世間の目を気にして自分の歯を石臼で折るなんて、私たちには常軌を逸した行動にしか見えません。でも、きっと今の日本にも、新型コロナウイルスに感染したと責められるのが怖くて言い出せないまま苦しんでいる人や、非難されるのが怖くて必要な外出もできないでいる人がいるはずです。姥捨て山は消滅したかもしれませんが、我慢を強いられている人々の不満から生じる同調圧力は今も変わらず存在している……私は今、特に強くそう感じています。
では、一度の失敗で村から消されるような社会にしないためには、どうすればいいのでしょう? そのヒントもまた、『楢山節考』の中にありました。
「楢山まいり」を拒絶して激しく非難されている隣家の老人に、おりんは小言をいいながらも白米を食べさせてあげます。盗みの咎で村人に囲まれて総攻撃を受けている家族を前に、辰平は同情を示します。
おりんや辰平の言動は、老人や罪人家族の運命を変えたわけではありません。でも、村人たちの多くがほんの少しだけおりんたちのような寛容さを持っていたら、さらにルールを犯した村人としっかり対話していれば、彼らの運命は変わっていたかもしれませんし、口減らしや惨殺以外の解決策を見いだせたかもしれません。
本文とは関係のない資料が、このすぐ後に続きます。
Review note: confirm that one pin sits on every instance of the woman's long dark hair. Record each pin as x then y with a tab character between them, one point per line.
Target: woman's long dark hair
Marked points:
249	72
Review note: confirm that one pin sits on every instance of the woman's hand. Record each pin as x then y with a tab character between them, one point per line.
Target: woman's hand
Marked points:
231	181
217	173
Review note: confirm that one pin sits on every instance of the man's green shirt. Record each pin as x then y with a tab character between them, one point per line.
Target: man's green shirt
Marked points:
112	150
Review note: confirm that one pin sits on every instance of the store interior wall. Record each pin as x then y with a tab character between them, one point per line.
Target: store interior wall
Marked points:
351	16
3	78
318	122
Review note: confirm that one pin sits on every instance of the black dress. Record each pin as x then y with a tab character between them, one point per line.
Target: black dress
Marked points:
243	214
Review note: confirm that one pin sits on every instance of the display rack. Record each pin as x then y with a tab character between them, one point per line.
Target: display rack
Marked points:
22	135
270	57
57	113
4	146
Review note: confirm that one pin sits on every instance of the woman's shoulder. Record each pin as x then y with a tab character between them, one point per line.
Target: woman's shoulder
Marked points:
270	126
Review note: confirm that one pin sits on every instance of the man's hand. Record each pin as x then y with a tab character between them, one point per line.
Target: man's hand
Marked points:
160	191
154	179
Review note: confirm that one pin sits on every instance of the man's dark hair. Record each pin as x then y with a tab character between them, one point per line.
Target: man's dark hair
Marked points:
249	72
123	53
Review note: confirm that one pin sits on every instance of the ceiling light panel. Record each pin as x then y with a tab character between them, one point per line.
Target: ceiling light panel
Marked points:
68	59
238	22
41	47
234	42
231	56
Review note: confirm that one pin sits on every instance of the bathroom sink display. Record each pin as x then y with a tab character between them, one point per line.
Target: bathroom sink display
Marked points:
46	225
なぜそんな行動をとったのか? 社会全体と個人の問題解決が両立する方法はないか? ないならば、個人の行動を改めるためにどうすればいいのか?そもそもルール自体に問題はないのか? そういった思考と対話を怠らないことが大切なのだと思います。
私は、ルールから外れた者を問答無用で断罪し抹消する「行き過ぎた空気」のある社会を健全だとは思いません。現代社会では、おりんのように恥から歯を折る老人はいないでしょう。でも、おりんと同じように同調圧力に縛られている人がいるかもしれない。そのことを忘れずにいたいものです。